<i18n dev> Codereview request for 7096080: UTF8 update and new CESU-8 charset

Wed Sep 28 20:27:13 PDT 2011

Hi,

On 9/28/2011 3:44 PM, Ulf Zibis wrote:
> Hi Sherman,
>
> 1. bug 7096080 is not visible at 
> http://bugs.sun.com/bugdatabase/view_bug.do?bug_id=7096080

It might take couple days for it to show up on bugs.sun.com. But it has 
exactly the same content as
my previous email. In fact I simply copy/pasted them into email.

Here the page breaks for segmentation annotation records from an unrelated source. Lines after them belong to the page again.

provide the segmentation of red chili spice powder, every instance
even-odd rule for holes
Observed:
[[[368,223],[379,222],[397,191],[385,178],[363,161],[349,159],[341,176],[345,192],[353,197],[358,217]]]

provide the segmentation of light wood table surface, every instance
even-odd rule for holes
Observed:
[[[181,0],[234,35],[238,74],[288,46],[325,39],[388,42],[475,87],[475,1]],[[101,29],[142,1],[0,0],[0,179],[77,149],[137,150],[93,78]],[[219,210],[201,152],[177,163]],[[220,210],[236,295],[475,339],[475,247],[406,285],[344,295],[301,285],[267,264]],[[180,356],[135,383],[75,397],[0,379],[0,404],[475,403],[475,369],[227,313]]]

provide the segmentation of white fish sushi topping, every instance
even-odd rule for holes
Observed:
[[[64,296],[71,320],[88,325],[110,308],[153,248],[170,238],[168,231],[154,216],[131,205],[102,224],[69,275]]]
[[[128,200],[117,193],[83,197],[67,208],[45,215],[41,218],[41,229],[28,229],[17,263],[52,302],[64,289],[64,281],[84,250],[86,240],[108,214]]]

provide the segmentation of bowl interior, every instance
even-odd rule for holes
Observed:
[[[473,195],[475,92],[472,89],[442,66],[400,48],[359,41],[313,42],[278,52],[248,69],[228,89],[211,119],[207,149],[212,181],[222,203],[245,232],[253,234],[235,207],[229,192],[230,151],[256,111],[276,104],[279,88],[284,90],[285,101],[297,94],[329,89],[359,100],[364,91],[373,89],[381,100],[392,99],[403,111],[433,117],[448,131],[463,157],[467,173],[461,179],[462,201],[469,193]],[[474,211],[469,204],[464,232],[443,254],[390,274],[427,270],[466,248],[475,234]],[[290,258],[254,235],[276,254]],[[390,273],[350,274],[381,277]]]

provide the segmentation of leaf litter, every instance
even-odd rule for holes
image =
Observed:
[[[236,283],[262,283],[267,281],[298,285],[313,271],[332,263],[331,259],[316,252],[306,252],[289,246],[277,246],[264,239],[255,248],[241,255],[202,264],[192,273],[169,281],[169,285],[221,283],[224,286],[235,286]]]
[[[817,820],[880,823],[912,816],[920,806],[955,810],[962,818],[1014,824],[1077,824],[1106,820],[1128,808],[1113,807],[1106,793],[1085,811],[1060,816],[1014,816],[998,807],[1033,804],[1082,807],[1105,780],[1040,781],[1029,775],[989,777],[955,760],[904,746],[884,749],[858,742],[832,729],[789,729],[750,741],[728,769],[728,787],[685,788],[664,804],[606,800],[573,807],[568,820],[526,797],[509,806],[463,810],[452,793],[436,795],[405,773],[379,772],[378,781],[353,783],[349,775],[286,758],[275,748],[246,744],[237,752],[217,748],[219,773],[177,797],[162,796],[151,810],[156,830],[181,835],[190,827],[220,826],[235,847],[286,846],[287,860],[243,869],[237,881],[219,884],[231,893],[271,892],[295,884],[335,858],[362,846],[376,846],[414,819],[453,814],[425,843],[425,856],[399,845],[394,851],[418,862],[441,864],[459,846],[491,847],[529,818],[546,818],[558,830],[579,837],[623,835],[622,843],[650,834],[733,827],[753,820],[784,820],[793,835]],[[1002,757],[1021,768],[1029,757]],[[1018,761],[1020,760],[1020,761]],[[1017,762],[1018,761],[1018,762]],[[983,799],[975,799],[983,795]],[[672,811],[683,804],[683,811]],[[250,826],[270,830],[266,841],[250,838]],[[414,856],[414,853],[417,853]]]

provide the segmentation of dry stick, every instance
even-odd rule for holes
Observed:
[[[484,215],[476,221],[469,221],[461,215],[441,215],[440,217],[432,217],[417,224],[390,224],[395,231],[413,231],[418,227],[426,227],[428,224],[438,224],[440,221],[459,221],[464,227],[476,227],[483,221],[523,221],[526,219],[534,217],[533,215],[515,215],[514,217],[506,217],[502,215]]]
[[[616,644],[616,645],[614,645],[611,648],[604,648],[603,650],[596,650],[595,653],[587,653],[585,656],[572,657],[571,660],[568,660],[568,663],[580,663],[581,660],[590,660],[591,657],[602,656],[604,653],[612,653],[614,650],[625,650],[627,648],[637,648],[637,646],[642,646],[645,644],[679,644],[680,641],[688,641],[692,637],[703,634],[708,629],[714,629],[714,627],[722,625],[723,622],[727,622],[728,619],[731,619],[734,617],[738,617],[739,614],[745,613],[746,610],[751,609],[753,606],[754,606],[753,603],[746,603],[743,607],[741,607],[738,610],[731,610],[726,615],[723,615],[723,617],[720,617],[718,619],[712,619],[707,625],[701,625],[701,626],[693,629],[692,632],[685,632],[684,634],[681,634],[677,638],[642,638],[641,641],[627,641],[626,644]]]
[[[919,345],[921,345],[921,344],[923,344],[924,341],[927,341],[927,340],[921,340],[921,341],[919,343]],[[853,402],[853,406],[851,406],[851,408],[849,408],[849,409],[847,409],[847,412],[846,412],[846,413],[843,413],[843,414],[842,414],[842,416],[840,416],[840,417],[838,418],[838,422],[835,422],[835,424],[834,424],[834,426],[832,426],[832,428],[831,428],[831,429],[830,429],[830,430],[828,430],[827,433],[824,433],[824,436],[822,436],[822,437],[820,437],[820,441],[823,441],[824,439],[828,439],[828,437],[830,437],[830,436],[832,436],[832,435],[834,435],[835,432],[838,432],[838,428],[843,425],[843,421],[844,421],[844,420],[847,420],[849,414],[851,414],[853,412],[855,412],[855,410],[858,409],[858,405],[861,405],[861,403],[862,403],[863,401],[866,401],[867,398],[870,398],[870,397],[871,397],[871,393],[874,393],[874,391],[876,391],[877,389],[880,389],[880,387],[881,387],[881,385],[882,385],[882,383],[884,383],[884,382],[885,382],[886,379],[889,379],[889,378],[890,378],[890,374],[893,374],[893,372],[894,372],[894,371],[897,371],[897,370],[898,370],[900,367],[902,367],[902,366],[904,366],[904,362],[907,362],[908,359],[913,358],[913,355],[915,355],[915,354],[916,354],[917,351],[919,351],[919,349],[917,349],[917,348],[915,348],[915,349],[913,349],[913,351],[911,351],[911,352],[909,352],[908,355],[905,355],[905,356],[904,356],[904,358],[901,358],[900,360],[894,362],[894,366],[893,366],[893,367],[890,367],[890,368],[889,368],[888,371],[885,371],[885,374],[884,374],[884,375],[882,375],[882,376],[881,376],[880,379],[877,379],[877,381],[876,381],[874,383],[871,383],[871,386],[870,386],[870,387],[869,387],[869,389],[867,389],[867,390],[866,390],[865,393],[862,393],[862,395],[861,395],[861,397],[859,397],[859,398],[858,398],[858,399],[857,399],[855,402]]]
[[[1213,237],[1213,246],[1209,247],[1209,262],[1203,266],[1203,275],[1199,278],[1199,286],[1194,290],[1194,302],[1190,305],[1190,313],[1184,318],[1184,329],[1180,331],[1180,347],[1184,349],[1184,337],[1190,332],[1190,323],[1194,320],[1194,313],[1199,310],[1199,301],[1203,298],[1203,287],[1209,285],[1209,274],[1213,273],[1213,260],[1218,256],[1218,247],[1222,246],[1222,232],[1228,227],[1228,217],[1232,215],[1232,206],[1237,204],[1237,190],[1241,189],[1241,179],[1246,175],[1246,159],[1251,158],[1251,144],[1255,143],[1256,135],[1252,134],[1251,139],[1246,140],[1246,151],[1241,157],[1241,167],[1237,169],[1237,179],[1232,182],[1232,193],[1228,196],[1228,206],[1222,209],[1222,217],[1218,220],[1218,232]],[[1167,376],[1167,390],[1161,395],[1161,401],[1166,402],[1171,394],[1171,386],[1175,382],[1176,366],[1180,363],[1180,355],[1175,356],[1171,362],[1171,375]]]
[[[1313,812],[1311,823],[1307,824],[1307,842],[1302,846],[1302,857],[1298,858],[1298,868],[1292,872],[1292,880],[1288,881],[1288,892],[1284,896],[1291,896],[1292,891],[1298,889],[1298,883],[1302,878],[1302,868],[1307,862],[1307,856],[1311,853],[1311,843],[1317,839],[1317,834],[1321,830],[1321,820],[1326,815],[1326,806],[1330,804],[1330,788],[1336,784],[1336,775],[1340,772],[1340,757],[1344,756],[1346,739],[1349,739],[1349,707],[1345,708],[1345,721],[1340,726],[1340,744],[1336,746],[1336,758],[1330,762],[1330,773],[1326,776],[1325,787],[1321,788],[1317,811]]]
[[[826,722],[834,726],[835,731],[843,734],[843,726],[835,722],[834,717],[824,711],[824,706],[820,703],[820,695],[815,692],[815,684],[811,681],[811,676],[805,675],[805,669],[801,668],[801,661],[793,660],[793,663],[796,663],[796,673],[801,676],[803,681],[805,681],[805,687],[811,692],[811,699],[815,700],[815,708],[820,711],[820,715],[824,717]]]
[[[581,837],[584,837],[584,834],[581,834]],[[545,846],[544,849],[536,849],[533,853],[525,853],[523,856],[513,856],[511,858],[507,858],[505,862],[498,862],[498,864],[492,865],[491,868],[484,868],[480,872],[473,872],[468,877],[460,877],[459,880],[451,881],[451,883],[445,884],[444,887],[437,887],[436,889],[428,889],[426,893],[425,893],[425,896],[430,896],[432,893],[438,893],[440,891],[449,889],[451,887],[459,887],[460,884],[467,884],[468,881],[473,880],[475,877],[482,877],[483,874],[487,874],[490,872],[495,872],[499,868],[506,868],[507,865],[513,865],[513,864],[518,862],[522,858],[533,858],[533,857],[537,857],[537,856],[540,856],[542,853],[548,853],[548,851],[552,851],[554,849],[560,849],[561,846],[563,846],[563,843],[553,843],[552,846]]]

> 3. Consider additionally 6795537 - UTF_8$Decoder returns wrong results 
> <http://bugs.sun.com/bugdatabase/view_bug.do?bug_id=6795537>
>

(1) new byte[]{(byte)0xE1, (byte)0x80, (byte)0x42} ---> 
CoderResult.malformedForLength(1)
It appears the Unicode Standard now explicitly recommends to return the 
malformed length 2,
what UTF-8 is doing now, for this scenario

(2)  new byte[]{(byte)0xE1, (byte)0x40 ---> 
CoderResult.malformedForLength(1)
The change proposed actually fixed this one already (malformed length 1

(3) new byte[]{(byte)0xC0} ---> CoderResult.malformedForLength(1)
Technically this is not a bug,  the decoder will return malformedlength 
1 if you go with
decode(bf,cf, true). But yes, it would be desirable to return malformed 
length 1 without
waiting for second byte. The code/webrev has been updated to just do 
this as "expected".

Now the 2-byte sequence entry check has been updated to
} else if ((b1 >> 5) == -2 && (b1 & 0x1e) != 0) {
...
}

and I no longer check the first byte for malformed2(),

in which I think has the smallest performance impact for 2 bytes 
sequence. I ran several
rounds of benchmark testing, I did not see significant difference. I 
will try more later.

I'm not sure I  understand the suggested  b1 < -0x3e patch, I don't see 
we can simply replace
((b1 >> 5) == -2) with (b1 < -0x3e).

Anyway, I hope now you are motivated to take a deep look at the code:-) 
and maybe want to
run all your tests to confirm the change is fine.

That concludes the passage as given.